Partout un parti unique

«Quand l’image présente quelque chose d’actif ou de dynamique, qu’elle n’est pas totalement basée sur la légende, là oui, on sent qu’il y a de l’amusement. Mais on sait que ce n’est pas forcément le fond de l’image qui a été compris. Si on prend le temps de creuser et de discuter avec les gens, c’est très intéressant, des deux côtés», estime Hubert Froidevaux, qui constate qu’«ici, les gens sont curieux, peut-être plus curieux qu’en Suisse, curieux de tout».

Les créateurs suisses ont très soigneusement sélectionné les œuvres qu’ils montrent au public de Chine. «L’autocensure suisse est nettement plus puissante que la censure asiatique, plaisante Hubert Froidevaux.
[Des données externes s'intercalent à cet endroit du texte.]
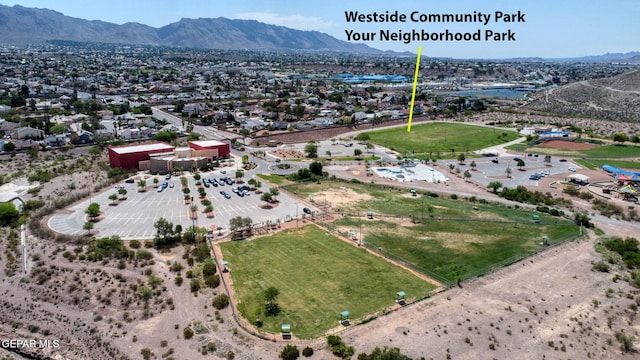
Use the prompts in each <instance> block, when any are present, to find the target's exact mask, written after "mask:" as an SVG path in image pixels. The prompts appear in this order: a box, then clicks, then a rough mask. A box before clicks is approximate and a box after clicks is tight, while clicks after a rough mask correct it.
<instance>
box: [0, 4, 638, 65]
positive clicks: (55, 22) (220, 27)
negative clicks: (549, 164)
mask: <svg viewBox="0 0 640 360" xmlns="http://www.w3.org/2000/svg"><path fill="white" fill-rule="evenodd" d="M52 40H62V41H71V42H93V43H112V44H128V45H151V46H168V47H183V48H195V49H227V50H240V49H247V50H306V51H335V52H347V53H356V54H375V55H382V54H389V55H396V56H398V55H402V56H408V55H412V54H409V53H407V52H404V53H398V52H392V51H382V50H379V49H375V48H372V47H370V46H367V45H365V44H356V43H350V42H347V41H343V40H339V39H336V38H334V37H333V36H330V35H328V34H325V33H321V32H318V31H302V30H295V29H291V28H287V27H284V26H276V25H269V24H265V23H261V22H258V21H255V20H232V19H227V18H223V17H219V18H215V19H213V18H199V19H186V18H183V19H181V20H180V21H178V22H175V23H171V24H169V25H165V26H163V27H160V28H154V27H152V26H148V25H144V24H140V23H126V24H122V25H118V24H113V23H109V22H105V21H100V20H84V19H79V18H74V17H70V16H66V15H64V14H62V13H59V12H57V11H54V10H49V9H40V8H27V7H23V6H20V5H14V6H12V7H10V6H5V5H0V45H16V46H23V45H29V44H43V43H46V42H48V41H52ZM504 60H508V61H516V62H518V61H522V62H544V61H554V62H631V63H637V62H640V52H629V53H624V54H623V53H617V54H604V55H596V56H585V57H581V58H563V59H542V58H514V59H504Z"/></svg>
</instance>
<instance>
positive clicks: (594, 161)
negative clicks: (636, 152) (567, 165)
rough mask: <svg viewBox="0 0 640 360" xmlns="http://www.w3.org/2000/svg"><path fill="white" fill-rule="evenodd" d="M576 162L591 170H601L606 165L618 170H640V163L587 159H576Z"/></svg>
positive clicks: (575, 159) (582, 165)
mask: <svg viewBox="0 0 640 360" xmlns="http://www.w3.org/2000/svg"><path fill="white" fill-rule="evenodd" d="M575 162H577V163H578V164H580V165H582V166H584V167H586V168H587V169H591V170H597V169H600V168H602V166H604V165H610V166H614V167H617V168H618V169H628V170H638V169H640V162H636V161H624V160H615V159H587V158H585V159H575Z"/></svg>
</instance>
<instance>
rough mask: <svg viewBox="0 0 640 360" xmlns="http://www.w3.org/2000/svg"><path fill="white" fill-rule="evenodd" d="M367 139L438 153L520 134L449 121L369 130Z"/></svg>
mask: <svg viewBox="0 0 640 360" xmlns="http://www.w3.org/2000/svg"><path fill="white" fill-rule="evenodd" d="M367 134H368V135H369V139H370V140H369V141H370V142H372V143H374V144H378V145H382V146H384V147H386V148H389V149H392V150H394V151H397V152H399V153H401V154H407V153H414V154H426V155H428V154H430V153H431V154H436V155H437V154H438V153H439V154H440V156H441V157H451V156H458V155H457V154H458V153H461V152H469V151H474V150H480V149H484V148H486V147H490V146H494V145H500V144H503V143H506V142H509V141H512V140H515V139H517V138H518V137H520V135H519V134H518V133H516V132H514V131H507V130H502V129H496V128H491V127H486V126H476V125H468V124H459V123H448V122H432V123H427V124H418V125H414V126H412V127H411V132H407V128H406V127H396V128H391V129H384V130H377V131H371V132H368V133H367Z"/></svg>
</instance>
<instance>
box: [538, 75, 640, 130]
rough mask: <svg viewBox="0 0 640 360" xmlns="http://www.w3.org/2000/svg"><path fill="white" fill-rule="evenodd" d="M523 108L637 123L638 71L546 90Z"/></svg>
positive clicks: (637, 115) (543, 91)
mask: <svg viewBox="0 0 640 360" xmlns="http://www.w3.org/2000/svg"><path fill="white" fill-rule="evenodd" d="M525 108H527V109H530V110H539V111H543V112H545V113H552V114H558V115H562V116H575V115H576V114H580V115H581V116H585V117H589V118H595V119H609V120H617V121H627V122H634V123H637V122H638V121H639V119H638V114H640V70H635V71H630V72H626V73H624V74H620V75H616V76H613V77H608V78H598V79H591V80H584V81H579V82H576V83H572V84H568V85H565V86H561V87H558V88H551V89H546V90H544V91H542V92H541V93H539V94H537V95H536V96H535V97H534V99H533V100H532V101H530V102H529V103H528V104H527V105H526V106H525Z"/></svg>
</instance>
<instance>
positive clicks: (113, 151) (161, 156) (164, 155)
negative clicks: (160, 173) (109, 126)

On a choisi les plus tranquilles, les plus douces à regarder, celles qui laissent diverses interprétations possibles.»

S’agissait-il aussi de s’adapter au contexte politique particulier, et de ne pas froisser les autorités chinoises? «Il me semble que je retrouve les mêmes schémas dans tous les pays que je visite. Il y a toujours une sorte de parti unique un peu partout dans le monde», répond le dessinateur.

Le réseau des Alliances françaises de Chine, tout comme celle du Vietnam, et l’ambassade de Suisse en Chine ont choisi le collectif neuchâtelois pour représenter la francophonie cette année.

Entre mars et décembre, neuf expositions sont prévues dans huit villes différentes des quatre coins de Chine.

C’est l’occasion pour la Suisse de se présenter sous un angle plus provocateur que d’accoutumée.

Pour la francophonie, c’est l’occasion de montrer des œuvres étroitement liées à la langue et qui jouent sur les mots, au risque de ne pas toujours être comprises.

Les internautes chinois utilisent beaucoup l’humour pour contourner la censure.

Ainsi parlent-ils du «35 mai» pour évoquer le 4 juin, date de la répression de Tiananmen. Ils ont aussi inventé tout un bestiaire pour évoquer les dirigeants chinois sans devoir les nommer, et critiquer le régime.

Le jeu du chat et de la souris auquel se livrent la censure et les internautes favorise l’inventivité de ces derniers, qui sortent généralement vainqueurs. De l’avis général, le seul moyen de faire taire les critiques serait d’interdire internet… une mesure qui paraît peu réaliste.